New health campaign against sugary drinks

August 31, 2009 3:53:29 PM PDT
It's hard to overeat without noticing it. But by contrast, soda and other sugar-sweetened beverages can sneak up on you, adding hundreds of calories to your diet each day without ever filling you up. In a new effort to highlight the health impact of sweetened drinks, the New York City Department of Health is asking a bold question: Are you pouring on the pounds?

The agency's new public-awareness campaign, which includes posters in the subway system and a multilingual health bulletin, began Monday and will run for three months.

The campaign's signature image, in which a bottle of soda, sports drink or sweetened iced tea turns to a blob of fat as it reaches the glass, is s a stark reminder of how these products can lead to obesity and related health problems.

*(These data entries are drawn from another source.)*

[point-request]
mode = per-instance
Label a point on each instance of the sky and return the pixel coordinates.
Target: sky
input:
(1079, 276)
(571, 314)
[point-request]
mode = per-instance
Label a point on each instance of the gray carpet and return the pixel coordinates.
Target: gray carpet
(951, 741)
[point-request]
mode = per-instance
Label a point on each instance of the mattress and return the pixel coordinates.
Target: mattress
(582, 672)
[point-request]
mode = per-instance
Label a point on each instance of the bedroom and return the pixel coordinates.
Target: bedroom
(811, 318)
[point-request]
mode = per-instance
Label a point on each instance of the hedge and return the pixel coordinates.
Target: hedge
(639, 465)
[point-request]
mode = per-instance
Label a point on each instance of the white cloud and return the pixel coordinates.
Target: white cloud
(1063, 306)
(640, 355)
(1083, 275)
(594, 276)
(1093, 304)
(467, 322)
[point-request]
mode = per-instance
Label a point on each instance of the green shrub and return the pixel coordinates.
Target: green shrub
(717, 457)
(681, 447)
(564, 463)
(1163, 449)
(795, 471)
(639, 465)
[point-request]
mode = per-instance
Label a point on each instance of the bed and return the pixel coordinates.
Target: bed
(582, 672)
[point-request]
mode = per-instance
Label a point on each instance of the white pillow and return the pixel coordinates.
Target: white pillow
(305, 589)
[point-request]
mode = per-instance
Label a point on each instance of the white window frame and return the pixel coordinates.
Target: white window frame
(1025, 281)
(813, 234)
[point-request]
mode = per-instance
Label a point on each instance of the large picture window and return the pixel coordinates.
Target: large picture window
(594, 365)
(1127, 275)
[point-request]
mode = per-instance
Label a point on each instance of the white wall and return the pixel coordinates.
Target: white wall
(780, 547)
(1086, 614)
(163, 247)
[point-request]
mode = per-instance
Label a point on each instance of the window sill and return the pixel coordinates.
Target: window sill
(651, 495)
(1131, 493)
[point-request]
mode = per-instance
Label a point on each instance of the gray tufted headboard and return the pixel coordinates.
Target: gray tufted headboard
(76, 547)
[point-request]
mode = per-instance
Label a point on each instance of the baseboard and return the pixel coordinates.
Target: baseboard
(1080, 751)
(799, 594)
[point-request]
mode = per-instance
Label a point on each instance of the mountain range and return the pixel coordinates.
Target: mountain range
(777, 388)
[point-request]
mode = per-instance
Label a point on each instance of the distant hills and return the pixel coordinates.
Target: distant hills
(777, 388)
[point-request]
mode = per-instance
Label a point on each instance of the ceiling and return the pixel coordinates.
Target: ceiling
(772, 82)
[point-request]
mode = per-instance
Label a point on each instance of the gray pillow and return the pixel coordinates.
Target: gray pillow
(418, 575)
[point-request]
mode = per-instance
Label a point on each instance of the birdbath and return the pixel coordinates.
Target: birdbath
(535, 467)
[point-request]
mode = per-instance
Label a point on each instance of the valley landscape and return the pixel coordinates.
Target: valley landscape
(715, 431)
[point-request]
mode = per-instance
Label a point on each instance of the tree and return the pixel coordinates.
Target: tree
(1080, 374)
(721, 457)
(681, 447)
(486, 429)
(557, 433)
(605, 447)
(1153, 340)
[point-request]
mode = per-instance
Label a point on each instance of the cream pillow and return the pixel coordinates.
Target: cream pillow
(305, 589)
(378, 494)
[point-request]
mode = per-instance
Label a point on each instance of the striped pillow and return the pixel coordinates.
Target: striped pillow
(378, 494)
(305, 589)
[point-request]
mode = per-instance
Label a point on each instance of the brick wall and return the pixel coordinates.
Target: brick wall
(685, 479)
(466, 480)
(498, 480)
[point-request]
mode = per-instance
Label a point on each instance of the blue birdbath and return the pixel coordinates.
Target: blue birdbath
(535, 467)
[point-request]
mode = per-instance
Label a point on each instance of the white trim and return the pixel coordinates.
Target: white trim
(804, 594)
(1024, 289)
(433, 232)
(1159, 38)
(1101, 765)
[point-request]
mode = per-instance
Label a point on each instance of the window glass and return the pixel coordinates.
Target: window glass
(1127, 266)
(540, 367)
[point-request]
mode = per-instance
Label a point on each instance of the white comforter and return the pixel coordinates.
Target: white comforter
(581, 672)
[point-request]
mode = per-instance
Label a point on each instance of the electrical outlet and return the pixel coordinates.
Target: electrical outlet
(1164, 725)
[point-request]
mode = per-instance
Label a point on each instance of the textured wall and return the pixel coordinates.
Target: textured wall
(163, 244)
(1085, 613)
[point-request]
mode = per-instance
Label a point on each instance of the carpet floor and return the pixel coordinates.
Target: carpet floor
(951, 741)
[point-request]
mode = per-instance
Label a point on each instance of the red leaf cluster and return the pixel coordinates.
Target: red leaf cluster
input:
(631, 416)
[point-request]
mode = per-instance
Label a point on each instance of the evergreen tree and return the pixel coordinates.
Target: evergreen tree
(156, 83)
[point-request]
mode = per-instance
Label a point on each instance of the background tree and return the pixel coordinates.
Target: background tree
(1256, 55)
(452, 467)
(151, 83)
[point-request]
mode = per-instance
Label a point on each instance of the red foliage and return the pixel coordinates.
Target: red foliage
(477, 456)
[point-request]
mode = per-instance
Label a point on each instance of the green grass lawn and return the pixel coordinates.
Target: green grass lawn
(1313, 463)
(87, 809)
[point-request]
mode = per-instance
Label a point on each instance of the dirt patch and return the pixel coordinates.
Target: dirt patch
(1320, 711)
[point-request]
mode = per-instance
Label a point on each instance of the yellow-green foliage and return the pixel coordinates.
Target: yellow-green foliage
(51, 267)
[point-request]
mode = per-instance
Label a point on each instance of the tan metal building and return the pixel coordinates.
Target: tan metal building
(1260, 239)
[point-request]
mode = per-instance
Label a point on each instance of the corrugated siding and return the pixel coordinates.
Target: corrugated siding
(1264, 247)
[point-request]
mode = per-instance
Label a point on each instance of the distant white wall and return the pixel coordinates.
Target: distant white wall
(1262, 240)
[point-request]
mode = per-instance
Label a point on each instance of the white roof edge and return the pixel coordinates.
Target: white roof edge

The ads urge New Yorkers to cut back on sugary beverages and quench their thirst with water, seltzer or low-fat milk instead. Many people may stir a teaspoon or two of sugar into their coffee, but few realize that a 20-ounce bottle of soda can contain 16 1/2 teaspoons of sugar.

"Sugary drinks shouldn't be a part of our everyday diet," New York City Health Commissioner Thomas Farley said. "Drinking beverages loaded with sugars increases the risk of obesity and associated problems, particularly diabetes but also heart disease, stroke, arthritis and cancer."